Поднимайте руки, кто не понял. Половина группы робко поднимает руки.
Владимир Михайлович ещё раз обьясняет, и спрашивает снова: - Поднимите руки, кому ещё не понятно, не
стесняйтесь, дальше будет ещё сложнее. Поднимается ещё несколько рук. Мельничук
обьясняет до тех пор, пока не увидит в глазах понимание. Наконец-то все
разобрались и повеселели. Учитель с облегчением вздыхает: - Ну, наконец-то! А то я тут распинаюсь,
распинаюсь, уже и сам всё понял, а вы – никак… Группа тоже с облегчением вздыхает и
смеется. - А вы, между прочим, зря смеётесь. Знаете,
иногда бывает, один и тот же материал из года в год преподаю, одна и та же
аппаратура, но вдруг во время обьяснения словно озарение приходит, и смотришь
на один и тот же процесс уже совершенно иначе, не так, как всегда. Я
слушаю своего учителя и ловлю себя на мысли, что мы с ним в чём-то похожи, со
мной иногда происходит такое же. Смотрю, например, изо дня в день на один и тот
же тополь за окном. Дерево, как дерево, как десятки других. А сегодня оно вдруг
стало похожим на человека, который прощаясь машет мне рукой и что-то грустное
шепчет, наверное стихи… А всё-таки, наверное, прав Владимир
Михайлович, что я – гуманитарий. Детская
болезнь Салют в Киеве – зрелище нечастое. Вот и
отправляемся мы дружной компанией на Крещатик – посмотреть, что же там
происходит на Первое мая – девочки и несколько ребят. На Крещатик, конечно же,
не протолпиться, море народа. Все радуются, особенно дети на плечах у
родителей, восторженно кричат при каждом залпе. Мы стараемся не потеряться
среди толпы и присматриваем друг за другом. - Ой, смотрите, наш Кузнечик, кажется, пьян… - А с чего это он так без меры
напраздновался? - Да несчастье у него, а не праздник. В Лену,
говорят, влюбился, да безответно. Кузнечик – это Вася, худенький невысокий
паренёк. Мы его очень любим за общительность и добрый характер. В нашу Леночку,
конечно, трудно не влюбиться: стройненькая, длинная коса, не танцует – летает
на сцене. Я страх как не переношу выпивок. Сразу
вспоминается родительский дом, а возле дома на дороге – огромная лужа, которая
становится непреодолимым препятствием для некоторых мужчин в дни получки.

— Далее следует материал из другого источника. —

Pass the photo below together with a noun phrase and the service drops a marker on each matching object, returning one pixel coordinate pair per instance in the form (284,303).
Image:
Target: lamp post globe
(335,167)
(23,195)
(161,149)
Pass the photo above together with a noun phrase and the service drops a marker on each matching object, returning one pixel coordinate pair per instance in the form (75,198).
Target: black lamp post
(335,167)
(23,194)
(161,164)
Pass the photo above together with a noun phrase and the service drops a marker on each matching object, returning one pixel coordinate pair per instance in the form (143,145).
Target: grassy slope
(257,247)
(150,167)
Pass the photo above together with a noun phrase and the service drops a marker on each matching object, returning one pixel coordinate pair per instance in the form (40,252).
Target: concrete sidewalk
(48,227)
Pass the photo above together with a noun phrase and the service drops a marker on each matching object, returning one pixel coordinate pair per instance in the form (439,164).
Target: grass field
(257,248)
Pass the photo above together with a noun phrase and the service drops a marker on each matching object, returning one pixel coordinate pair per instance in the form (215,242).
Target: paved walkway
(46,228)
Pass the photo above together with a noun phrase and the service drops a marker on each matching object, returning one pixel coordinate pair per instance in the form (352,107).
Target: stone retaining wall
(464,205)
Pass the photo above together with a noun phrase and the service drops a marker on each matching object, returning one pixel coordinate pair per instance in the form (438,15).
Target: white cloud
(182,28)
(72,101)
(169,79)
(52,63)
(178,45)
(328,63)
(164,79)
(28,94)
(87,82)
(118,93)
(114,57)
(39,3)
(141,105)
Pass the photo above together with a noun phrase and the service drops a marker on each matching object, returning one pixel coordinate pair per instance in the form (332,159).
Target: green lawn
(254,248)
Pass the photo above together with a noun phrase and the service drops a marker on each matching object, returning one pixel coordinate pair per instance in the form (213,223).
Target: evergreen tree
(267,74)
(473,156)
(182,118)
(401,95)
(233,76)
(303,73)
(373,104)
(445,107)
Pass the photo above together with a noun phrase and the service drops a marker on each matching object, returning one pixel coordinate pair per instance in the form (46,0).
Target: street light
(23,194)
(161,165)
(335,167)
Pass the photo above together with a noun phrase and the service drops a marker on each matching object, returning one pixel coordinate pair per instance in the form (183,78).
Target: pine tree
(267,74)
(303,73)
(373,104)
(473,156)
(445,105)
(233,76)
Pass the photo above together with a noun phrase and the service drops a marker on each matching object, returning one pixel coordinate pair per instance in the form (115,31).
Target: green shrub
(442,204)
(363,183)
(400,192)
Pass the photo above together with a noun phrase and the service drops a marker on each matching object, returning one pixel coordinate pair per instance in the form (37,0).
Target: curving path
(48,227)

Потерявших человеческое обличье людей в такие дни снимают с нашего забора
несчастные женщины… Но ведь это же наш Кузнечик, такого за ним раньше не
наблюдалось, да и отстал он от всех заметно. Ну не бросать же! - Вася, что, качается палуба? Ану-ка,
держись, матрос, за руку. Бодрей, матрос, до троллейбуса далеко. Возьми себя в
руки. Как это ты себе не хозяин? А кто хозяин, я? Ну, тогда идём со мной,
вдвоём ещё поллитру приговорим, и у меня похожее несчастье. А, не поместится
уже… Ты это дело бросай, а то так до зла-горя недалеко. Это твоё несчастье,
знаешь, как детская болезнь, оно
пройдёт. Помнишь, - ветрянка, корь… Да, и свинка ещё. Не хрюкай, в
троллейбус не пустят! Не ответит она тебе Вася, и с этим придётся смириться.

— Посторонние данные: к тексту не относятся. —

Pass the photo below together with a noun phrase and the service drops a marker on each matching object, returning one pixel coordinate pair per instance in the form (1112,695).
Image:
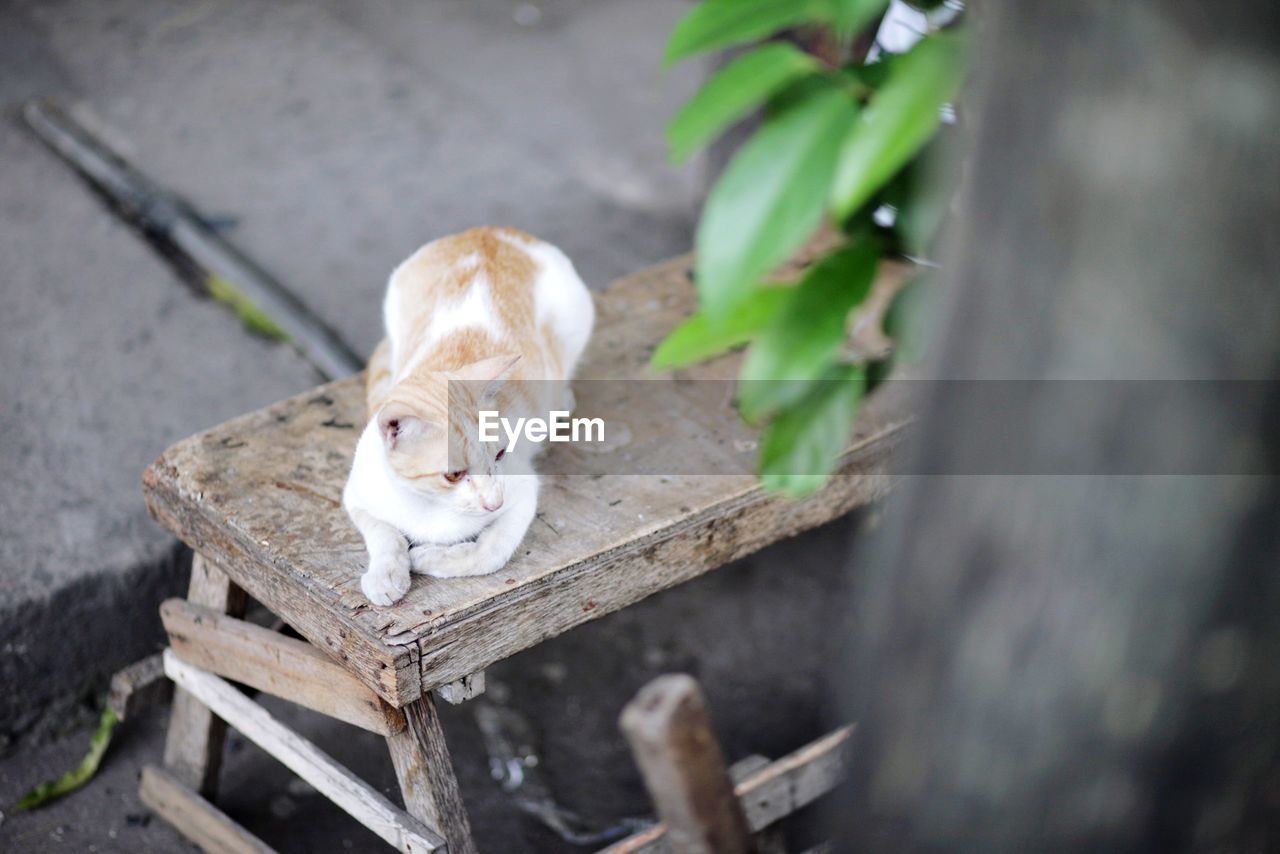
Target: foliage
(837,140)
(78,776)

Жених у неё есть, с машиной, последняя модель «Жигулей». А у тебя есть машина?
С педалями не годится. Ты думаешь в таком виде, как сейчас, ты ей больше
понравишься? Смотри, вон она помахала тебе ручкой из троллейбуса. Пока я тебя
тут воспитываю, борец ты наш непобедимый, все уже домой уехали. Садись в
следующий и молчи. Ну вот и приехали. Теперь главное – в
общежитии пройти незаметно мимо комендантской. Держись за меня, шагай ровно и
быстро! Ах, кажется, нас засекли. Из общежития Вася, выселят. Быстренько на
кухню, вот сюда, за дверь, и тихо-тихо стой, не падай, я тебя дверью подопру…
Здравствуйте, Валентина Яковлевна! Как всегда, у нас порядок на этаже. В гордом
одиночестве? Да вот думаю – гадаю, что бы такого девочкам на ужин приготовить…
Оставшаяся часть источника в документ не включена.